I’ve been making videos for my other blog for quite some time, but I thought that I would like to detail how I do this. Making videos is a time intensive task, I found, so any way I can cut corners, I might consider.
You need your source of your own video: a camera, DV-videocamera or webcam (even a mobile phone). If you are using XP, you’ll find Windows MovieMaker quite sufficient for a beginner’s level. You can organise the scenes, add effects, but you won’t have that much control of the video editing itself, apart from cutting scenes, etc. You can’t actually do much else. Still, it’s a good place to start.
I found these tools quite helpful to make some of the videos on my other website.

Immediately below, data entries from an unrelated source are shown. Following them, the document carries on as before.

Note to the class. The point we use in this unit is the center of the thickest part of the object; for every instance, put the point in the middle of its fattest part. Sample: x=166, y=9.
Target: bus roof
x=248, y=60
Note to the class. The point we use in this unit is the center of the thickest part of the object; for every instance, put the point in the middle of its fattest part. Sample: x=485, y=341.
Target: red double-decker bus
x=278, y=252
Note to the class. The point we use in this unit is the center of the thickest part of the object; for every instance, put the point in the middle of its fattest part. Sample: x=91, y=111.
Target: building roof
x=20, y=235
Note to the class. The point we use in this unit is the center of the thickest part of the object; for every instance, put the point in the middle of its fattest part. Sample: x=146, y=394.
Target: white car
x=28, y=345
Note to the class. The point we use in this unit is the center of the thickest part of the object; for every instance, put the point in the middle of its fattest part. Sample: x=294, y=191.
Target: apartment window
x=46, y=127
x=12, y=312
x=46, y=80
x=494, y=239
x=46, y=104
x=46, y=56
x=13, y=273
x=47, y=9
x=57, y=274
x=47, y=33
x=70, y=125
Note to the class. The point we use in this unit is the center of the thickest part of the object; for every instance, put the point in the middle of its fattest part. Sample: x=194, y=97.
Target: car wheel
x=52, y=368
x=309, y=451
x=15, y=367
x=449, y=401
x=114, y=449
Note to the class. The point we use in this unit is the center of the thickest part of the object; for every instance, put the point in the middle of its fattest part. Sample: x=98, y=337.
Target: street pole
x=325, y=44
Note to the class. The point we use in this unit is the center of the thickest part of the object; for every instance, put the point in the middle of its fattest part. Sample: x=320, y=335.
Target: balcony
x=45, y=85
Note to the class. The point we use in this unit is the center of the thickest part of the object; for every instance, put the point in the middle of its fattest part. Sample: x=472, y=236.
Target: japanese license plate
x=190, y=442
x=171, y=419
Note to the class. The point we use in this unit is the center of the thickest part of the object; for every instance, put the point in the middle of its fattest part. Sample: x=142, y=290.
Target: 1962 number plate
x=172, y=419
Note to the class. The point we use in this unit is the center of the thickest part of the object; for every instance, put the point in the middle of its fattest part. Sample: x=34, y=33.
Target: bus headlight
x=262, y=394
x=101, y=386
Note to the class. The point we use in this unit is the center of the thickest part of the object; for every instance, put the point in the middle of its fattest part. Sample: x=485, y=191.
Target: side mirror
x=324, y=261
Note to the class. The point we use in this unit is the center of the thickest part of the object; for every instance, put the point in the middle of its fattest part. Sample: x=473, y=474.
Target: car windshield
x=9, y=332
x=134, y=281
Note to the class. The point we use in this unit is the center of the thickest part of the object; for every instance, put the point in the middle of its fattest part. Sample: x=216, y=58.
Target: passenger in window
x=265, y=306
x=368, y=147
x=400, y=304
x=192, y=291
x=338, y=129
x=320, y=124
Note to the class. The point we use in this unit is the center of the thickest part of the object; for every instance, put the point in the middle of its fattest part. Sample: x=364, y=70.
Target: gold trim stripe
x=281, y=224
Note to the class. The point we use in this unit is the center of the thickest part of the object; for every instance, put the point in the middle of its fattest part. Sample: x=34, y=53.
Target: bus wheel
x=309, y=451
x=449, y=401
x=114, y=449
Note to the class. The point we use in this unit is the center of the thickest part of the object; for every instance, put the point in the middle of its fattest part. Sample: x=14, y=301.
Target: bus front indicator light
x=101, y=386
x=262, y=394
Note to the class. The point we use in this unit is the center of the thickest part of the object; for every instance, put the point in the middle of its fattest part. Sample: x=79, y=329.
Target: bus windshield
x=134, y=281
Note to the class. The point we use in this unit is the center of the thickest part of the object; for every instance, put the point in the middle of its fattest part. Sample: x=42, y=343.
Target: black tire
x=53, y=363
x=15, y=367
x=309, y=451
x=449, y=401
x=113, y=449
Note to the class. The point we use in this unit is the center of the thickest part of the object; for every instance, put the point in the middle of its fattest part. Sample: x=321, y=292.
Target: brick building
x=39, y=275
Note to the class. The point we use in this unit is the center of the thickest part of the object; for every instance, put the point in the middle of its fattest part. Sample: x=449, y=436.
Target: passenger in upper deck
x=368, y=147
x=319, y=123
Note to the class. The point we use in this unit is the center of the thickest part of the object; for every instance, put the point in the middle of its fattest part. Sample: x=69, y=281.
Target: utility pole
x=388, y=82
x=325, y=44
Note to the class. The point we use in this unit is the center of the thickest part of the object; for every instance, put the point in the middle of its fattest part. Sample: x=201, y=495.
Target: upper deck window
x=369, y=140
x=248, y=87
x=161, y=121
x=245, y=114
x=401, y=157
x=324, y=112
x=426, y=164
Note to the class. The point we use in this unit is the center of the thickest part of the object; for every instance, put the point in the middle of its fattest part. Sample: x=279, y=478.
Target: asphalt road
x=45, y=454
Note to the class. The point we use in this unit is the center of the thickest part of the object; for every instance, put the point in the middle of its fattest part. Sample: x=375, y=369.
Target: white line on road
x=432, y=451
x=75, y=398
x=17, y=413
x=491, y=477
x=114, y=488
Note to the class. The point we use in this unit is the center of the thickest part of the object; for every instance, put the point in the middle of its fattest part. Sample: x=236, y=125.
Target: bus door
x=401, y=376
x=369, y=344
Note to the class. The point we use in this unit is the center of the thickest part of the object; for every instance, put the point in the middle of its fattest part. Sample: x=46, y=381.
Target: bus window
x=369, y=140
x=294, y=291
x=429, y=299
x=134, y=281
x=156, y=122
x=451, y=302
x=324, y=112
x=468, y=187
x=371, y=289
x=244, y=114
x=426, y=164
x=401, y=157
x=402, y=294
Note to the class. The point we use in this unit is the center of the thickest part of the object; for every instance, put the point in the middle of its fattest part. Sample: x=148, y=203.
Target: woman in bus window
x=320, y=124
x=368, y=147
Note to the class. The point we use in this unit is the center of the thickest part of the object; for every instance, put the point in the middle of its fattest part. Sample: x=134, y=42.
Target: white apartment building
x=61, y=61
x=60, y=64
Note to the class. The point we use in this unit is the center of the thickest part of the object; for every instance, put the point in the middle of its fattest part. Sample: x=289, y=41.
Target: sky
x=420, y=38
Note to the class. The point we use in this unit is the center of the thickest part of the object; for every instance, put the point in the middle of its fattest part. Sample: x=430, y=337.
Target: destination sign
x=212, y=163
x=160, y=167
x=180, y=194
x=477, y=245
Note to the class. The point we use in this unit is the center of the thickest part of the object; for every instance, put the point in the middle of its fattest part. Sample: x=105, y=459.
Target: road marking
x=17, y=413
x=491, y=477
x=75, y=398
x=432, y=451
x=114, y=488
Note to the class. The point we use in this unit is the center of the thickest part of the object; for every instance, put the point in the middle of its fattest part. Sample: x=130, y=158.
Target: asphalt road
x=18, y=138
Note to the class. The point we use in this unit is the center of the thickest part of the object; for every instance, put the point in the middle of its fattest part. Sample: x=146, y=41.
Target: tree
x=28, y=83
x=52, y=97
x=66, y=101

Bink: “Bink is a hybrid block-transform and wavelet codec that can encode your video using 16 different compression techniques (wavelet, DCT, motion compensation, a variety of vector quantizers, Smacker-style, etc). With all of these techniques in one codec, Bink can handle any type of video.”
VCDGear: “VCDGear is a program designed to allow a user to extract MPEG streams from CD images, convert VCD files to MPEG, correct MPEG errors, and more — all in a single step. Initially developed back in late 1997, the program has grown to do various extractions, conversions, and corrections on the fly. Cross-platform support will allow different machines to process and generate output that is compatible between one another.” It’s very helpful to grab data from VCD (esp. if like us, you have old videos made before DVDs became commonplace, unfortunately, it can’t add back the data that was stripped out, so the quality won’t improve!).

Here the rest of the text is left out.